Concept | Stack recipe¶
The Stack Recipe combines the rows of two or more datasets into a single output dataset. For example, we can use a stack recipe to append the rows from the yellow dataset to those of the blue dataset:
The Stack Recipe provides six stacking methods. Each method defines the columns from the input datasets that are included in the output dataset, and the mapping between the columns of the output dataset and the input datasets.
There are six stacking methods in Dataiku:
Union of input schemas
Intersection of input schemas
Using the schema from one of the input datasets
Mapping based on the column order of the input datasets
Manually selecting and remapping columns
Using a custom defined schema
The first method is stacking datasets based on the union of input schemas.

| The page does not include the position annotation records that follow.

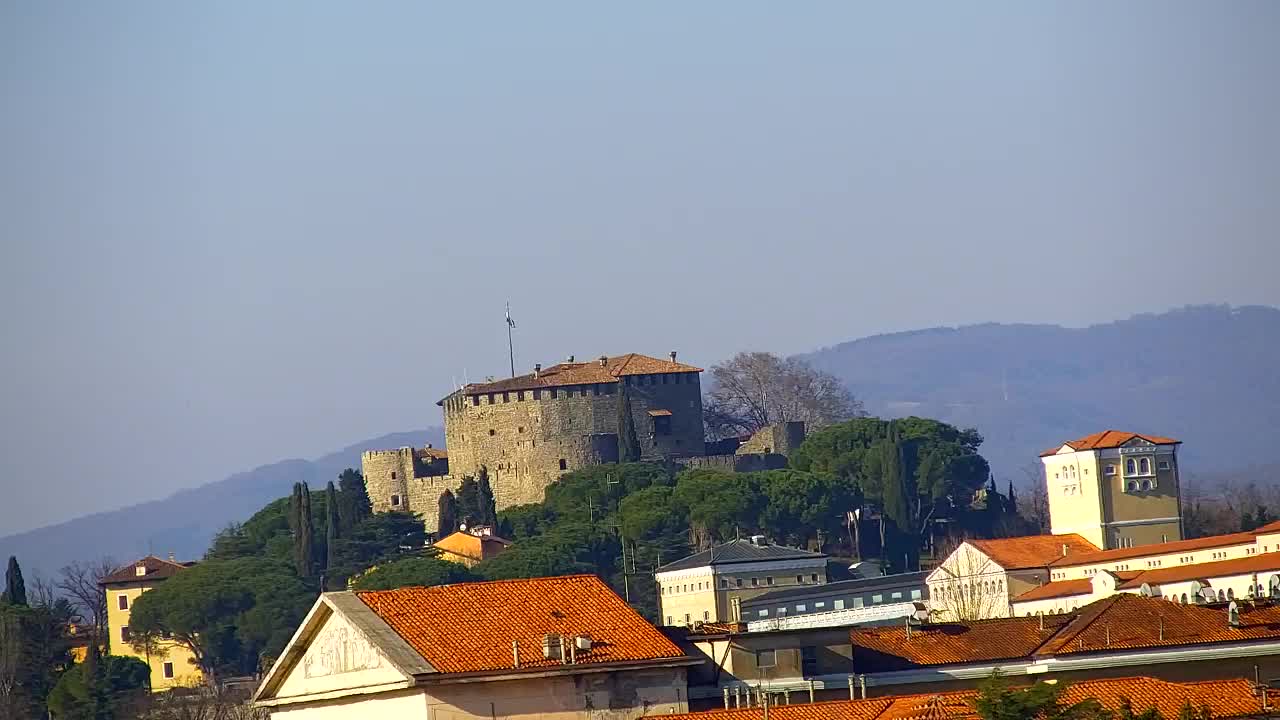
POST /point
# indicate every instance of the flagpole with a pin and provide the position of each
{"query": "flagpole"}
(511, 347)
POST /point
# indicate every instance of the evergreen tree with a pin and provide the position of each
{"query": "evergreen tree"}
(448, 515)
(14, 587)
(300, 522)
(629, 445)
(332, 531)
(469, 501)
(352, 500)
(488, 506)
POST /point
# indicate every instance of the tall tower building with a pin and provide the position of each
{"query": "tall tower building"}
(1115, 488)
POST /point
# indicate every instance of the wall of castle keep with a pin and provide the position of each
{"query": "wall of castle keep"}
(528, 438)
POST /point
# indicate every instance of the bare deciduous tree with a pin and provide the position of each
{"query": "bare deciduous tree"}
(80, 582)
(967, 586)
(755, 390)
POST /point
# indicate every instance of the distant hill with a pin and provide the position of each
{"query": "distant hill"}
(1208, 376)
(184, 522)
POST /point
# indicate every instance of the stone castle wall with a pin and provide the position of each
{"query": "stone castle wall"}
(528, 438)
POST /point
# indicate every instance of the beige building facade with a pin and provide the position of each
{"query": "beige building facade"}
(398, 655)
(711, 586)
(172, 664)
(1115, 488)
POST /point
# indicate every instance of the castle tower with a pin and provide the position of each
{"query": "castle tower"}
(1115, 488)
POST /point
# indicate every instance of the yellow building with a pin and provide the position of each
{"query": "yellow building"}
(172, 665)
(471, 546)
(1115, 488)
(711, 586)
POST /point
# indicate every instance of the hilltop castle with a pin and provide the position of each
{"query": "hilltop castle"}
(529, 429)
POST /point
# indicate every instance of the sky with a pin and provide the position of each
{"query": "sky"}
(238, 232)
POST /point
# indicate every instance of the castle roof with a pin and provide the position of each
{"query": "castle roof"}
(1107, 440)
(602, 370)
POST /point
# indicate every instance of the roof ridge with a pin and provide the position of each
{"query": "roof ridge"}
(1089, 614)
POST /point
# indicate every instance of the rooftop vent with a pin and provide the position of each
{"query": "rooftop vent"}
(552, 646)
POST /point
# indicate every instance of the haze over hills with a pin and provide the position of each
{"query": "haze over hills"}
(1207, 376)
(186, 522)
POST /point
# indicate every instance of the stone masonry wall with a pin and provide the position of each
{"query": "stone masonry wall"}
(528, 438)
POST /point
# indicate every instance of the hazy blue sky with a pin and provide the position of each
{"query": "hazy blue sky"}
(237, 232)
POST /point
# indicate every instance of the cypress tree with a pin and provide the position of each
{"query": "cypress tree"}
(14, 587)
(448, 515)
(488, 507)
(300, 516)
(332, 531)
(629, 445)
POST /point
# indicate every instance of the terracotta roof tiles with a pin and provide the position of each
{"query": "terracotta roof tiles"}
(1150, 550)
(1107, 440)
(584, 373)
(1033, 551)
(470, 627)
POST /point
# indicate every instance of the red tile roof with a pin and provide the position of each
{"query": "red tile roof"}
(1262, 563)
(1109, 438)
(585, 373)
(156, 569)
(1150, 550)
(1033, 551)
(1119, 621)
(470, 627)
(1224, 698)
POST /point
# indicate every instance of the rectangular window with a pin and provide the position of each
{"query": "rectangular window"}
(809, 660)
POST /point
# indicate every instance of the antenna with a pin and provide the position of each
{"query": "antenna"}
(511, 349)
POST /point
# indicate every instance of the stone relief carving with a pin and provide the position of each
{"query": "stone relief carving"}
(339, 650)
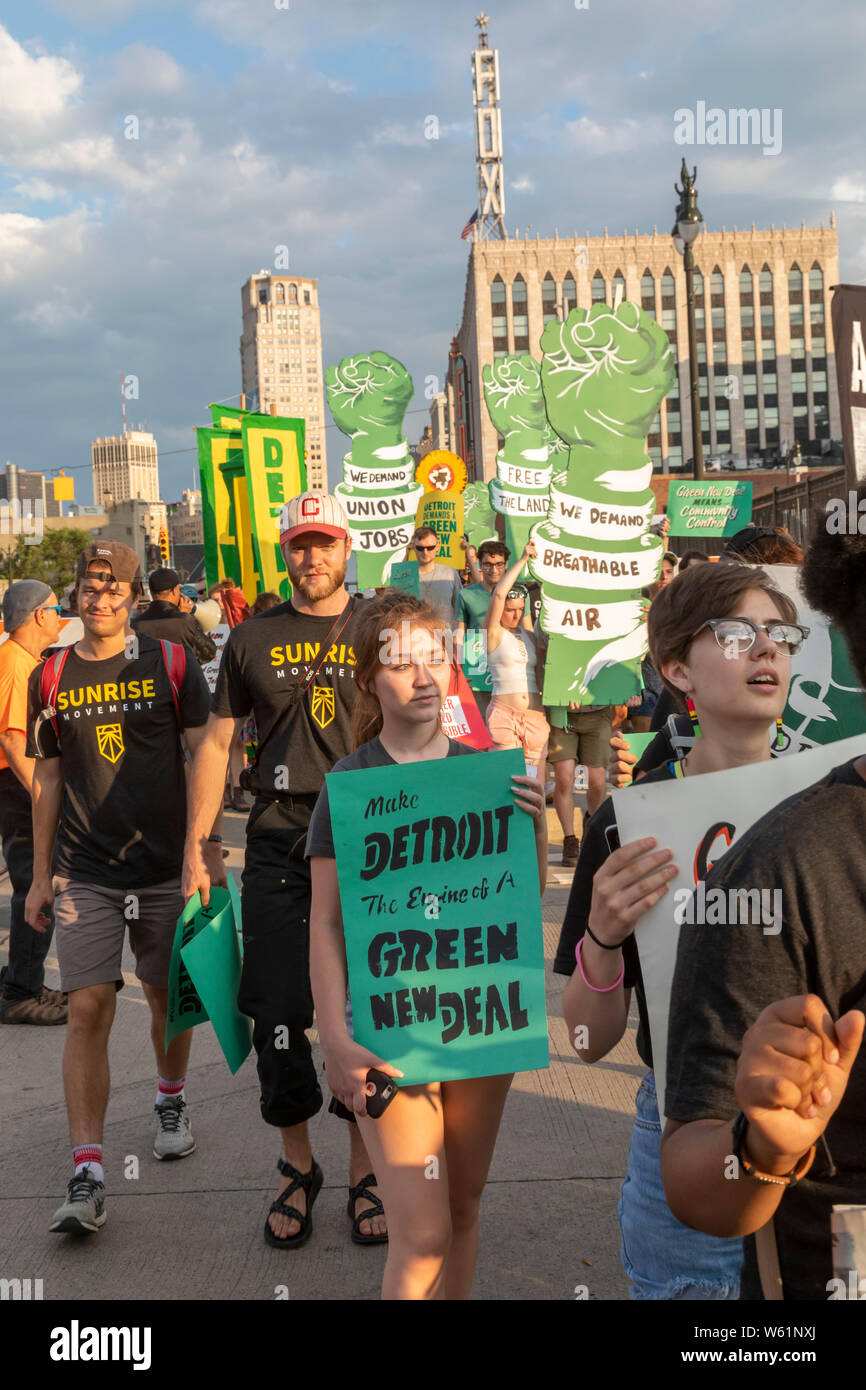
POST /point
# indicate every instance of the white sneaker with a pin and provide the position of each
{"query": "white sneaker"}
(84, 1209)
(173, 1133)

For example, we can stack the two demographics tables using the Union of input schemas method. As a result, the output dataset contains all of the column names from the input datasets. If there is any missing information, Dataiku simply creates an empty value.
The second method is stacking datasets using the intersection of input schemas. For example, we can stack the two demographics tables shown in the example using the Intersection of input schemas method. In this case, the output dataset will only contain column names common to both input datasets.
The third method is stacking datasets using the schema from one of the input datasets. For example, we can stack the two demographics tables using the schema of the blue dataset. In this case, the output dataset only contains column names from the blue input dataset.
Since the yellow input dataset does not have a Height column, Dataiku pads the output dataset with empty values.
The fourth method is stacking datasets based on column order. For example, we can stack the two demographics tables Using column order. For this stacking method, Dataiku will match columns based on their ordinal position, ignoring column names. Optionally, you can manually rename column names of the output dataset.
In this example, we have named the third column of the output dataset Wrong, because it is the combination of the Height and Gender columns.
The fifth method is manually selecting and remapping columns. This is the most generic of all available stacking methods. For example, the two demographics tables both contain similar information. However, the order and name of their columns is different.
We can stack them by manually mapping the columns of the output dataset to those of the input datasets. For instance, the Customer column of the output dataset is mapped to the Name column of the blue table, and the Person column of the yellow table.
The sixth and final method is stacking datasets based on a custom schema. In this method, we define the schema of the output dataset as a subset of the input schemas. For example, we can join the two demographics tables by defining an output schema consisting of the Name and Height columns.
As a result, Dataiku will match the columns of the input dataset based on their name, and pad them with empty values if any of the columns are missing.